Jack’s heart was breaking for Ianto, the tears finally tricking down his cheeks, until that last word. There was an echo of Ianto's trademark dry humour, something that gave Jack hope that he might actually succeed in finding life after Canary Wharf, something that would give Rose’s sacrifice meaning.
“I think I understand, though. Thank you.”
“So.” Jack didn’t want to dwell. Dwelling lead to brooding about his apparently eternal life, and brought up his abandonment issues. Particularly when Rose and the Doctor were on his mind anyway. He wiped his eyes. “What was all that about me having power over you?”
Ianto choked and flushed guiltily. “Shit. I was hoping you might have forgotten that.”
“You used me, and then practically accused me of the same thing!”
“Yeah.” It was Ianto’s turn to take a thoughtful drink before continuing. “At first, that was how I justified it to myself; that you enjoyed harassing and corrupting virginal young men and having your wicked way. I told myself that I hadn’t led you on at all, that I definitely didn’t enjoy our time together. But it was all bullshit, and I’d realised that even before you found Lisa. That night I was hurting and desperate, and I don’t really know why I said that. I think somehow I still needed to justify the fact that I wanted you, and convinced myself that you had been the one in the wrong, not me.

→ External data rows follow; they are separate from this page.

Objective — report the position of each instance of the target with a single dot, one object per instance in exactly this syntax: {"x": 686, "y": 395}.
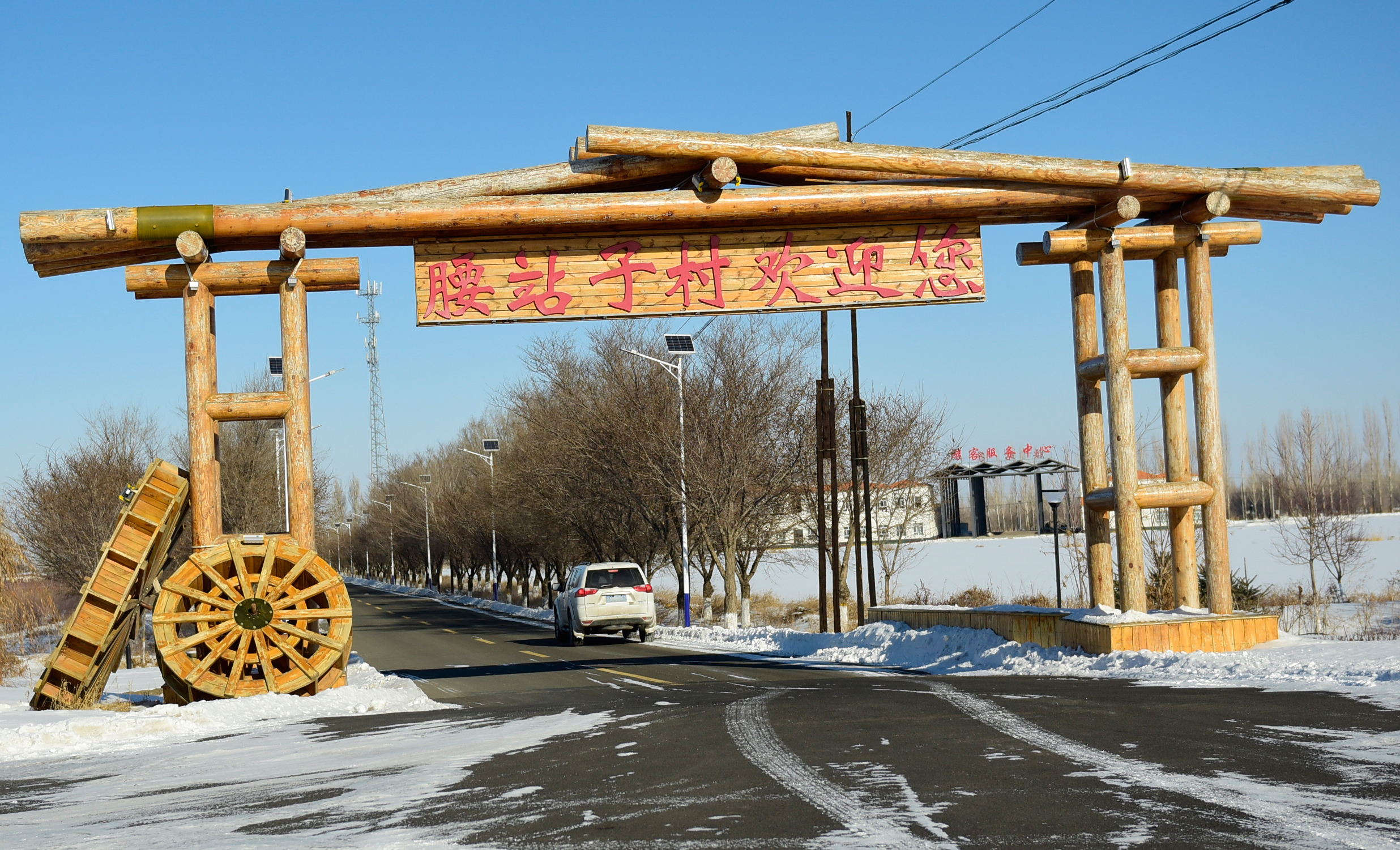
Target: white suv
{"x": 601, "y": 599}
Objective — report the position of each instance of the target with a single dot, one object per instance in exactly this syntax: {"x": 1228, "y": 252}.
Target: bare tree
{"x": 66, "y": 507}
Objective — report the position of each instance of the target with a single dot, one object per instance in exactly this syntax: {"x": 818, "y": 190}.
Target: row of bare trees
{"x": 590, "y": 468}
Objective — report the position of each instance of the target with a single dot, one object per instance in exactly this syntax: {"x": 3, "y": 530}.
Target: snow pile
{"x": 1360, "y": 668}
{"x": 25, "y": 734}
{"x": 515, "y": 611}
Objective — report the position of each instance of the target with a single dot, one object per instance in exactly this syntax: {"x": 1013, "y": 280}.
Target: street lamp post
{"x": 490, "y": 447}
{"x": 338, "y": 545}
{"x": 1055, "y": 498}
{"x": 388, "y": 503}
{"x": 428, "y": 531}
{"x": 680, "y": 345}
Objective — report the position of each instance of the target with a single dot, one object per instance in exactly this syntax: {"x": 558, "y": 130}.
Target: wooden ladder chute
{"x": 110, "y": 604}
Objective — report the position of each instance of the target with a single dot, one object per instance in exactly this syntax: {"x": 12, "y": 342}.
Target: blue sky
{"x": 170, "y": 104}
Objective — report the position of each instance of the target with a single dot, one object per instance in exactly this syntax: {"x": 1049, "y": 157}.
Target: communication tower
{"x": 378, "y": 442}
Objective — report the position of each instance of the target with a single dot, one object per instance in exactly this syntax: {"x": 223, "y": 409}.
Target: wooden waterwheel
{"x": 245, "y": 620}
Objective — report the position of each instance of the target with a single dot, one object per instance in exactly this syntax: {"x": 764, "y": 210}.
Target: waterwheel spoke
{"x": 198, "y": 639}
{"x": 265, "y": 663}
{"x": 311, "y": 614}
{"x": 208, "y": 661}
{"x": 269, "y": 559}
{"x": 240, "y": 661}
{"x": 192, "y": 617}
{"x": 311, "y": 591}
{"x": 219, "y": 580}
{"x": 286, "y": 584}
{"x": 199, "y": 597}
{"x": 290, "y": 652}
{"x": 314, "y": 638}
{"x": 236, "y": 551}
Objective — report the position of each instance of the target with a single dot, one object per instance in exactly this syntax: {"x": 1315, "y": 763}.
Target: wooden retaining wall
{"x": 1211, "y": 633}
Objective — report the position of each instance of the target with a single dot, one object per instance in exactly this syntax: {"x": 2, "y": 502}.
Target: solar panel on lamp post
{"x": 1055, "y": 498}
{"x": 428, "y": 531}
{"x": 680, "y": 345}
{"x": 490, "y": 447}
{"x": 388, "y": 503}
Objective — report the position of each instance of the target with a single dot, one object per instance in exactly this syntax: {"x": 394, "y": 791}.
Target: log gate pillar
{"x": 1162, "y": 240}
{"x": 198, "y": 282}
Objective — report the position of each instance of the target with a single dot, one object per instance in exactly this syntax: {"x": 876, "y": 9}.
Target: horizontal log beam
{"x": 1034, "y": 254}
{"x": 245, "y": 277}
{"x": 1149, "y": 363}
{"x": 1111, "y": 215}
{"x": 1197, "y": 211}
{"x": 247, "y": 407}
{"x": 1146, "y": 238}
{"x": 1157, "y": 495}
{"x": 975, "y": 164}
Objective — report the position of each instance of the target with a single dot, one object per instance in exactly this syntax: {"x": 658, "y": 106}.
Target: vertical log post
{"x": 1210, "y": 447}
{"x": 1128, "y": 519}
{"x": 1092, "y": 454}
{"x": 200, "y": 383}
{"x": 1176, "y": 443}
{"x": 296, "y": 375}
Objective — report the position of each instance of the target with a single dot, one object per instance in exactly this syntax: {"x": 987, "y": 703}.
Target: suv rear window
{"x": 615, "y": 578}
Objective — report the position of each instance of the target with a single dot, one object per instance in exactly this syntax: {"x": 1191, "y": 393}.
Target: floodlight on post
{"x": 428, "y": 531}
{"x": 680, "y": 345}
{"x": 490, "y": 447}
{"x": 1055, "y": 498}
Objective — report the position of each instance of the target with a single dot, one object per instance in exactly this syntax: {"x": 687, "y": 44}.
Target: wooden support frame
{"x": 208, "y": 408}
{"x": 1169, "y": 363}
{"x": 1092, "y": 457}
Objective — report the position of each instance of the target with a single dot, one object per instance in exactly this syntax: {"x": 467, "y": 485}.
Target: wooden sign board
{"x": 532, "y": 279}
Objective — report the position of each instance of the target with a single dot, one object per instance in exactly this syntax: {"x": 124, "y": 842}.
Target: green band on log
{"x": 167, "y": 223}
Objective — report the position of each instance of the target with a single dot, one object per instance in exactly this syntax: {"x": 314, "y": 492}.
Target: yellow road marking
{"x": 618, "y": 673}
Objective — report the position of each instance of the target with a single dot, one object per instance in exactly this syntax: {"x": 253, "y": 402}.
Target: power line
{"x": 1055, "y": 102}
{"x": 954, "y": 67}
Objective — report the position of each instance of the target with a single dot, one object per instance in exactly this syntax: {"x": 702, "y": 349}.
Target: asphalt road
{"x": 722, "y": 751}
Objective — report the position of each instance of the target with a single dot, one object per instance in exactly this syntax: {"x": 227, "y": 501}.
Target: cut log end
{"x": 192, "y": 248}
{"x": 293, "y": 244}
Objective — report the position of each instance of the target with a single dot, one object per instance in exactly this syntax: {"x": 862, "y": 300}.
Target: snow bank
{"x": 1360, "y": 668}
{"x": 25, "y": 734}
{"x": 515, "y": 611}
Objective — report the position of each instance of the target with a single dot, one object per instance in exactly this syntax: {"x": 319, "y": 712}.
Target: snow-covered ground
{"x": 1025, "y": 565}
{"x": 25, "y": 734}
{"x": 177, "y": 776}
{"x": 1368, "y": 670}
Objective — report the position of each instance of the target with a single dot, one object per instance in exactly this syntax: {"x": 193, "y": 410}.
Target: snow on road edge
{"x": 1368, "y": 670}
{"x": 539, "y": 615}
{"x": 27, "y": 734}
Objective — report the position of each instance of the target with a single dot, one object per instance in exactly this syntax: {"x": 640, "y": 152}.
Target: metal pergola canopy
{"x": 987, "y": 469}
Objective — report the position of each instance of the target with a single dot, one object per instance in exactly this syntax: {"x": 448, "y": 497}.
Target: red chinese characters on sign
{"x": 948, "y": 253}
{"x": 526, "y": 294}
{"x": 625, "y": 270}
{"x": 775, "y": 267}
{"x": 871, "y": 259}
{"x": 703, "y": 272}
{"x": 453, "y": 293}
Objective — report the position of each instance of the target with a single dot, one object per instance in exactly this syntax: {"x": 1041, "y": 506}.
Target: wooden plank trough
{"x": 110, "y": 603}
{"x": 1049, "y": 628}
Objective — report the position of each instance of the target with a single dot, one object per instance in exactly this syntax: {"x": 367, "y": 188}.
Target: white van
{"x": 604, "y": 599}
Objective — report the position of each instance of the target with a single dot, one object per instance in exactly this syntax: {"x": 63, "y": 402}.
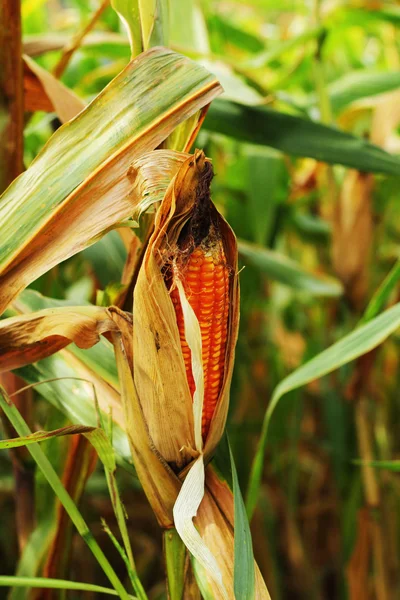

“I was saying all sorts of crazy things that night, and you pulled me up on the only one I was truly ashamed of.” Ianto gave him a small, guilty smile. “Well, that and punching you and calling you a murderer the day before. That wasn’t fair either.”
Jack finished off his glass. “I was letting that one slide. So, is there life after Canary Wharf?”
Ianto met his eyes levelly. “I think there might be. Care to help me find it?”
It was a blatant invitation if ever he had heard one. He grinned back. “Are you propositioning me, Mr Jones?”
Ianto was on his feet and pulling Jack into his arms before Jack had even finished the sentence. “Absolutely, Captain Harkness.”